На другой стороне площади карусель снова заработала, и музыка возобновилась. Данчеккер посмотрел и удовлетворенно кивнул. «Нет, доктор Хант. Я, я думаю, лучше разбираюсь в органической психологии», — сказал он.
ГЛАВА ПЯТЬДЕСЯТ ШЕСТАЯ
«Генераторные комплексы три и пять сейчас вышли на полную мощность и могут быть включены в систему», — сообщил помощник из другой части Уттана. «Седьмой переводится в режим ожидания в качестве резерва. Все идет по графику».
Из-за кресла руководителя в настоящем главном центре управления JEVEX Эубелеус ответил коротким кивком. «Как это выглядит с этой стороны?» — спросил он Идуане, которая стояла неподалеку, проверяя отчеты и индикаторы состояния.
«Положительный результат. Мы можем начать реинтеграцию в любое время».
Эубелеус откинулся назад и осмотрел другие пульты и операторские позиции по всему этажу. Все было под контролем и в порядке. По всей планете дураки Туриена, которые думали, что они контролируют систему Уттан, потому что JEVEX был выключен и изолирован далеко на Jevlen, даже не знали, что они стоят прямо на ней. Они очень скоро узнают.
«А как обстоят дела внутри?»
«В последний раз, когда я связывался с нашим Пророком, у них все было хорошо», — ответила Идуане. «Они собирают всех еретиков для большого аутодафе. Они должны быть полны решимости сделать для нас хорошую работу на Евлене, когда начнут выходить».
Эубелеус снова кивнул, отстраненно. Конечно, ничего из этого не было реальным. Это была просто сложная программная симуляция, которую JEVEX создал для обучения и ориентации программных идентичностей, которые он разработал для расширения себя во внешнюю вселенную. Но эти идентичности стали реальными, когда они перезаписали личности физических пользователей, связанных с системой. Таков был метод JEVEX для экстернализации своих измерений существования — решение, которое Эубелеус без колебаний провозгласил подвигом гения. В конце концов, разве он не был его проявлением?

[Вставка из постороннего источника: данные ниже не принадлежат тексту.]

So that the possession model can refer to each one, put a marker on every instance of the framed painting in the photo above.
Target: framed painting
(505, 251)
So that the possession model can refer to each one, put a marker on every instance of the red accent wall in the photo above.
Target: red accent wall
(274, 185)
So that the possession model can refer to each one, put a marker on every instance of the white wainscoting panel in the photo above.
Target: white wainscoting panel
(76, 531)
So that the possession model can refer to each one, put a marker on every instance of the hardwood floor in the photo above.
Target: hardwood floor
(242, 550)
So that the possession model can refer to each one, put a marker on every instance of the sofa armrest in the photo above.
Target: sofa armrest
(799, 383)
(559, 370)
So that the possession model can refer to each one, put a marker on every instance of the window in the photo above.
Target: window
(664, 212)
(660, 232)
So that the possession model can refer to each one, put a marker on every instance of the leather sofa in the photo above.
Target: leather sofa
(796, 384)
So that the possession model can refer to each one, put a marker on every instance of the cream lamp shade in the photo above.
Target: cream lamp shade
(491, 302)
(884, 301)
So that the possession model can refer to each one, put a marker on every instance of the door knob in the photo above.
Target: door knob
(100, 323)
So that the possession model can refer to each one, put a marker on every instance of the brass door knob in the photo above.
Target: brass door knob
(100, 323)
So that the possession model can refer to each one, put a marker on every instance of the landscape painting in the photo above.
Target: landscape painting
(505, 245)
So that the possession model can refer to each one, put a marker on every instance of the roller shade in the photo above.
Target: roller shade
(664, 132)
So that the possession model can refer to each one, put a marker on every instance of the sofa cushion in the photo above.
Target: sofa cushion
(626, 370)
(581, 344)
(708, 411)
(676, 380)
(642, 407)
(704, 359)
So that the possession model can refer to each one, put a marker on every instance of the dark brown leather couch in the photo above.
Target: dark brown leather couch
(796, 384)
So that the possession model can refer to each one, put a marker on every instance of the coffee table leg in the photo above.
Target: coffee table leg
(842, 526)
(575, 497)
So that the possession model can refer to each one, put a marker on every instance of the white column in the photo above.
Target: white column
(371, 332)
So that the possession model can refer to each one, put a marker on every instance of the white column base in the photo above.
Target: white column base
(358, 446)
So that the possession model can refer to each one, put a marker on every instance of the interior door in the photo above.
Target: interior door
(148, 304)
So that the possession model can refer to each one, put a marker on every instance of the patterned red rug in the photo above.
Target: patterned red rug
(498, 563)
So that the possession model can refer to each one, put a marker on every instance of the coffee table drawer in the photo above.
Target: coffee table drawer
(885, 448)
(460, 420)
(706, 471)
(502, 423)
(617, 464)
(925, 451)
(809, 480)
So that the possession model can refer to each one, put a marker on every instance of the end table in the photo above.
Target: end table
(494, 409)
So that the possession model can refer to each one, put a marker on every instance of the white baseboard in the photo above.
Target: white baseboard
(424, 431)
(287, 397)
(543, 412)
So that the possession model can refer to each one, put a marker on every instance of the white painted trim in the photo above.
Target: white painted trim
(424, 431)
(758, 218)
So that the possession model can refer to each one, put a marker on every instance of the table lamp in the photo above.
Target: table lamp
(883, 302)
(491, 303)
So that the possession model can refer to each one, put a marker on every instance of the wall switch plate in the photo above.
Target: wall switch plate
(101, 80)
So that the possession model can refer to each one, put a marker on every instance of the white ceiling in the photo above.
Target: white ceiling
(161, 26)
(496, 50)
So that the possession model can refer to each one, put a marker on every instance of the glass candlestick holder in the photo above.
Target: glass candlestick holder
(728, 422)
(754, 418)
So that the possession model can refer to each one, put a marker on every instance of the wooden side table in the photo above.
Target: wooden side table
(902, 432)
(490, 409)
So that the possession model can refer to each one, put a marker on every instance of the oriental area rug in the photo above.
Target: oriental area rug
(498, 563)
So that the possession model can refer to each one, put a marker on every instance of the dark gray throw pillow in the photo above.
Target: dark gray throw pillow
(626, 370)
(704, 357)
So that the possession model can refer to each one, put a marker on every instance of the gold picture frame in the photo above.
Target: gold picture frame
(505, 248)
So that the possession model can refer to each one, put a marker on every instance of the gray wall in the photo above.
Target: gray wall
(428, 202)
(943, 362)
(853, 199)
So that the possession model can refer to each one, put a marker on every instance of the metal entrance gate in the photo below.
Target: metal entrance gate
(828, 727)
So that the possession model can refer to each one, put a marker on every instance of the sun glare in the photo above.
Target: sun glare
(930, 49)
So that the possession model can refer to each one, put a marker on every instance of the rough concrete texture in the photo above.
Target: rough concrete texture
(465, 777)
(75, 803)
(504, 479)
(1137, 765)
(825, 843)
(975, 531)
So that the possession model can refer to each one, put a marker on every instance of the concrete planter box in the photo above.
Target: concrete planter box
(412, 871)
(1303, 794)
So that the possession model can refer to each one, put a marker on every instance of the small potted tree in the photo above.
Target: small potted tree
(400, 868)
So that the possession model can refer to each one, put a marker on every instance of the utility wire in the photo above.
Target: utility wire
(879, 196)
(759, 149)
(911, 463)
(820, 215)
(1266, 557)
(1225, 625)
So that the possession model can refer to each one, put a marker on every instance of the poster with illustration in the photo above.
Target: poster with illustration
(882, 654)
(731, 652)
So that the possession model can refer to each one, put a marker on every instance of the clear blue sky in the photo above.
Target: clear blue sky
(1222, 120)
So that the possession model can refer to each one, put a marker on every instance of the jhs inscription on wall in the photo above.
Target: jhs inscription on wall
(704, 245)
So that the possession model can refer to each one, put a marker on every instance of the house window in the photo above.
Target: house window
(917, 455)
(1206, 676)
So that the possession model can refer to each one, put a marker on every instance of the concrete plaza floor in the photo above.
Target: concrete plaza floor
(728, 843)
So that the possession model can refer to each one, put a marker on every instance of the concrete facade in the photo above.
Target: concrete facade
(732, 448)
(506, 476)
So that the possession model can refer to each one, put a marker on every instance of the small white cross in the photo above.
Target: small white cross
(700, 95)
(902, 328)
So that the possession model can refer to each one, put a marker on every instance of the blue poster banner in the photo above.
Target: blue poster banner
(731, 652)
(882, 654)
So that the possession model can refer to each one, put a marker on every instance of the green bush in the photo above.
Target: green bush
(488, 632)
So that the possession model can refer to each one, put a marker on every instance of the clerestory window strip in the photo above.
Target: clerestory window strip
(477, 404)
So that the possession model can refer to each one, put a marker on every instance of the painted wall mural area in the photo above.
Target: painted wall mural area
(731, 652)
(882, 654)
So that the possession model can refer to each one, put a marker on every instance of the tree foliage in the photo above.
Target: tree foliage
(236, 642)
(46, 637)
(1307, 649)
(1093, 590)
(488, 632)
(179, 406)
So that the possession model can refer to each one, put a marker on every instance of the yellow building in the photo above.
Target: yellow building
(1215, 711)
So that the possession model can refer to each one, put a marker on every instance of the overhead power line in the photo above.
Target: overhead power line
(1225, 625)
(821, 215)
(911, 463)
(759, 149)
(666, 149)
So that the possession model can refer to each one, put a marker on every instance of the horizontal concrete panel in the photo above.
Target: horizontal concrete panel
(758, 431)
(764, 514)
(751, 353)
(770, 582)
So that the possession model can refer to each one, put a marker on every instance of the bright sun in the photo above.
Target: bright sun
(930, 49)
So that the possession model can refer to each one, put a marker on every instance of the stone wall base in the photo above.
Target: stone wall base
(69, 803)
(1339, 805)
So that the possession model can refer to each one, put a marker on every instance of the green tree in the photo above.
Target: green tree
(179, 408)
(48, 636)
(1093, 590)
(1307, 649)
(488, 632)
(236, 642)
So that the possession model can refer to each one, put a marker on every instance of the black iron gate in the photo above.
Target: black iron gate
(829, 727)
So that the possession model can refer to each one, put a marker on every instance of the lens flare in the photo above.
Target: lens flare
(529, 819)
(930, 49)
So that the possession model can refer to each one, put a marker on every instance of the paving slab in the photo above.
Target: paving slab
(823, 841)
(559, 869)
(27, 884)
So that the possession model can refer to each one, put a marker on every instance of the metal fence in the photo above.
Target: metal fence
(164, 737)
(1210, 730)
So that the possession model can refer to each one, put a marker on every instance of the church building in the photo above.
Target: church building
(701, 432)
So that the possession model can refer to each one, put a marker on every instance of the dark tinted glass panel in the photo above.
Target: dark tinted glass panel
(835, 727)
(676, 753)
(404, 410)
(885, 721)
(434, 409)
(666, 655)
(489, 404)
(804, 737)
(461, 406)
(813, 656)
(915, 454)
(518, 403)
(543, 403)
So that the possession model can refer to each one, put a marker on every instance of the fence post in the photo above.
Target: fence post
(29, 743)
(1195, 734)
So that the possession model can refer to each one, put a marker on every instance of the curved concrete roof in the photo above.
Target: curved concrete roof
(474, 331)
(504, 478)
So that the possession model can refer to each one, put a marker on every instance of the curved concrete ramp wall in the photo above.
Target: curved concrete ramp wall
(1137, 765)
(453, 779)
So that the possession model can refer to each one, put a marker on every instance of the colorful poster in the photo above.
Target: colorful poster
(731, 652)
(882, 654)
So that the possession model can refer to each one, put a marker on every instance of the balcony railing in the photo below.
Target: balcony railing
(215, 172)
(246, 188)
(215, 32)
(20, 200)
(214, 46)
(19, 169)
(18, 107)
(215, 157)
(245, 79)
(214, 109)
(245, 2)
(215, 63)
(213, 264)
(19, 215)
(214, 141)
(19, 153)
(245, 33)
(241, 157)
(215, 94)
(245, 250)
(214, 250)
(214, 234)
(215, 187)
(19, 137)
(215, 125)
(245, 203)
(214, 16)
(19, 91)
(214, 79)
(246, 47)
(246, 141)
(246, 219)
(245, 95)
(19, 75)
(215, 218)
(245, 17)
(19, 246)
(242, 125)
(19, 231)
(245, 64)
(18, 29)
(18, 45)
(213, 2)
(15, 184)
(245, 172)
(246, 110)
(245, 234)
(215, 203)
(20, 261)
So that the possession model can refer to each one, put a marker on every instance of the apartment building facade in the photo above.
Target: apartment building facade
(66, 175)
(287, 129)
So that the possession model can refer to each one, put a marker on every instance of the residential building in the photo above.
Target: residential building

«Когда придет время Пророку объявить о Великом Пробуждении, я хотел бы сам им управлять», — сказал Эубелеус. «Было бы приятно поучаствовать в кульминации проекта — лично, так сказать».
«Как пожелаешь», — согласилась Идуане.
Эубелеус уставился на консоль отстраненным взглядом, впадая в одно из своих редких задумчивых настроений. «Трудно поверить, что мы, сами, возникли таким образом. Я ищу любой намек на ностальгию каждый раз, когда подключаюсь к одному из них, но на самом деле его нет. Я ничего не помню о том, кем я был там, внизу, до моего появления. Должно быть...» Его слова были прерваны приоритетным тоном с консоли. Он кивнул в сторону видеорегистратора. «Да?»
Один из экранов ожил, чтобы показать лицо другого его помощника, в другом месте комплекса. «Мои извинения. У нас есть первый класс, поступающий из Шибанского политехнического центра на Евлене».
«Очень хорошо». Изображение изменилось, и на нем появилось лицо Лангерифа. Он выглядел обеспокоенным. «Что?» — потребовал ответа Эубелеус.
«Только что поступила новость об убийстве Гревеца», — сказал Лангериф.
Эубелеус обошел кресло и сел, уставившись на экран. «Когда это произошло? Ты знаешь, кто это сделал?»
«На его вилле в Церберане, чуть больше часа назад. Это сделал его человек, который управляет северной стороной: тот, кого они называют Сцирио».
"Как?"
«Они приземлились на летательном аппарате и уничтожили его и кучу его людей на площадке. Затем они разрушили практически все место. Не было никакой провокации или предупреждения. Это была бойня».
«Я всегда считал Сцирио надежным. Что это было, очередная их семейная ссора?»
«Мы не уверены. Есть еще. Проститутка из города, та, что была здесь, в PAC, она была с ними. У нас есть видеозапись с домашней системы видеонаблюдения».
«Она та, кто помогала терранам», — пробормотал Идуан. Он отошел от того места, где стоял, и наблюдал из-за кресла Эубелеуса.